Yeah, it's too bad the video was covered up. When I watched, I did notice that panelists were consistent. The ones that said "female" also said "male." The one who said "girl" also said "guy." The woman who objected really did say something silly--she said calling women "female" was treating them like livestock (I think that was the term). She had failed to notice that "male" was being used too. So all humans were being treated like livestock, if any were.

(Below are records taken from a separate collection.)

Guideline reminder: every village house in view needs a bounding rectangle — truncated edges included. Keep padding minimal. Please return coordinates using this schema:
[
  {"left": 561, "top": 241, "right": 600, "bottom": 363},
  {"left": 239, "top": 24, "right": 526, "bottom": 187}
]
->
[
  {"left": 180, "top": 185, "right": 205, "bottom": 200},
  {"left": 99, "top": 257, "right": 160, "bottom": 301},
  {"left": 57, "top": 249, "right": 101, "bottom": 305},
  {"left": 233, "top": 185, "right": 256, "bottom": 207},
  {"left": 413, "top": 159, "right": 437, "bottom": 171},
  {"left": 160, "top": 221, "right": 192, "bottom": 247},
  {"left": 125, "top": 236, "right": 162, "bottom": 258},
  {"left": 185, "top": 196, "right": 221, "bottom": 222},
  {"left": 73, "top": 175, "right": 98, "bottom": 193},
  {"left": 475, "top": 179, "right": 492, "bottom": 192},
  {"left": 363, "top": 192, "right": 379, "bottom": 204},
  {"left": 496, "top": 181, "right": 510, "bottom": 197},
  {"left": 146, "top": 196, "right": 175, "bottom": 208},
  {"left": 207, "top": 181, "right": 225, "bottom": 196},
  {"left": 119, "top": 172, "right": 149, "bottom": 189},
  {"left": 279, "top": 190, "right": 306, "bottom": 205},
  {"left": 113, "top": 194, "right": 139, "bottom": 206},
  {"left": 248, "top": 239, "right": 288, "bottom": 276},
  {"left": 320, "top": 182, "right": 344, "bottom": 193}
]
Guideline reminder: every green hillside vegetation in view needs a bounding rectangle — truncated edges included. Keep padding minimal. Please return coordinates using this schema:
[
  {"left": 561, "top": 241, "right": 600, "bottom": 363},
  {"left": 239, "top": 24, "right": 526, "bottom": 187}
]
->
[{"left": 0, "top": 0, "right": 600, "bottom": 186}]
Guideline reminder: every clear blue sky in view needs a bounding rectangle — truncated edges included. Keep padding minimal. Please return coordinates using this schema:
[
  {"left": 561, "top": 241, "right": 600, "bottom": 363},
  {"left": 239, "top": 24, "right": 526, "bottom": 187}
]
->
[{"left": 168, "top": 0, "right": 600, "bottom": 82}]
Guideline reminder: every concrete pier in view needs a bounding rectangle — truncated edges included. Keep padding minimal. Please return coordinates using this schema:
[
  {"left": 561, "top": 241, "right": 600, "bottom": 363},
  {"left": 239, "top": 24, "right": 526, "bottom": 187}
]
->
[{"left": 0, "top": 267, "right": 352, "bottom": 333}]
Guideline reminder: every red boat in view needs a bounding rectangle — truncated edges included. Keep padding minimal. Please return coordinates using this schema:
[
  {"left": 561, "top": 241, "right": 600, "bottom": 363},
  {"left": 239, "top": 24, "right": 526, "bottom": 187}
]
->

The women said something silly, but OK--I'll buy that politeness is a virtue. If the panelists had had their wits about them, they could have responded quickly and politely, and moved on.

Eric Dutton said...

I think this is more than general impoliteness; it's sexism. What J.J. said about falling back on sexist scripts is dead-on.
It's worth asking why they didn't have their wits about them when they had just been taking about the problem of an under-representation of women in the atheist movement. It's an absurd way to respond, and it reveals more than impoliteness.

Eric Dutton said...

The video can be seen here:

I watched it again. Even if you listen to each panelist individually, there isn't much consistency. There were even some strange pairings (women and guys, and men and females) in single sentences. But the most commonly used term was female.
Now, I don't bristle at that word the way some do, but I don't think it's appropriate to quickly and confidently pronounce this concern "silly" and move on. No, it's not like the "n" word, but it is like the words "colored," "black," and "African." Using the "wrong" term is excusable, but being so quickly dismissive of someone who tells you you're doing so speaks to more than a lack wits.